- David Leigh, Jonathan J. Danon, Anneke Krüger, Jean-François Lemonnier, Alexander J. Stephens, Iñigo J. Vitorica-Yrezabal, Steffen L. Woltering
- 2.5 nanometre(s)
- United Kingdom (Manchester)
The tightest knotted structure is 2.5 nanometres per crossing, achieved by David Leigh, Jonathan J. Danon, Alexander J. Stephens (all UK), Steffen L. Woltering (Germany), Jean-Francois Lemonnier (France), Anneke Krüger (South Africa) and Iñigo J. Vitorica-Yrezabal (Spain), in University of Manchester, Manchester, United Kingdom, on 12 January 2017.

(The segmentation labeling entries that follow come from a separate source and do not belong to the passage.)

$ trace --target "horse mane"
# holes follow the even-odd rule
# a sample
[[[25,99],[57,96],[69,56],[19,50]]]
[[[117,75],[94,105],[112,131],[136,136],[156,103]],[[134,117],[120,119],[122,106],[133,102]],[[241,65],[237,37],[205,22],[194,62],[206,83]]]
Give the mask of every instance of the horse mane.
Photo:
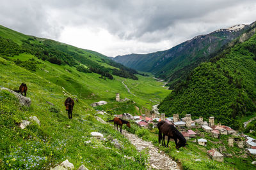
[[[179,131],[178,129],[177,129],[177,128],[174,125],[170,125],[170,127],[171,127],[171,130],[173,132],[173,134],[175,134],[177,136],[179,140],[180,140],[182,142],[186,141],[182,134],[180,133],[180,132]]]
[[[121,120],[122,124],[127,124],[129,123],[128,121],[125,120],[124,119],[120,118],[120,120]]]

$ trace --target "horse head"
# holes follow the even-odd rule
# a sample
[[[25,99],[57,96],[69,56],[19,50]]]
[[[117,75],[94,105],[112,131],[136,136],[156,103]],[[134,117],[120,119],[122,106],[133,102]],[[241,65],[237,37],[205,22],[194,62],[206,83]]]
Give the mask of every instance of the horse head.
[[[130,125],[130,122],[128,122],[128,123],[126,124],[129,128],[131,128],[131,125]]]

Knotting is a scientific technique that can induce changes in the molecule's properties. Only four prime knot formations have been created out of more than 6 billion: the trefoil, the figure-eight, the pentafoil and now the 819.
Octahedral iron(II) ions control the relative positions of the three strands at each crossing point in a circular triple helicate, while structural constraints on the ligands determine the braiding connections. This approach enables two-step assembly of a molecular 819 knot featuring eight non-alternating crossings in a 192-atom closed loop ~20 nanometers in length. Therefore the knot has 24 atoms (~2.5 nanometers) per crossing.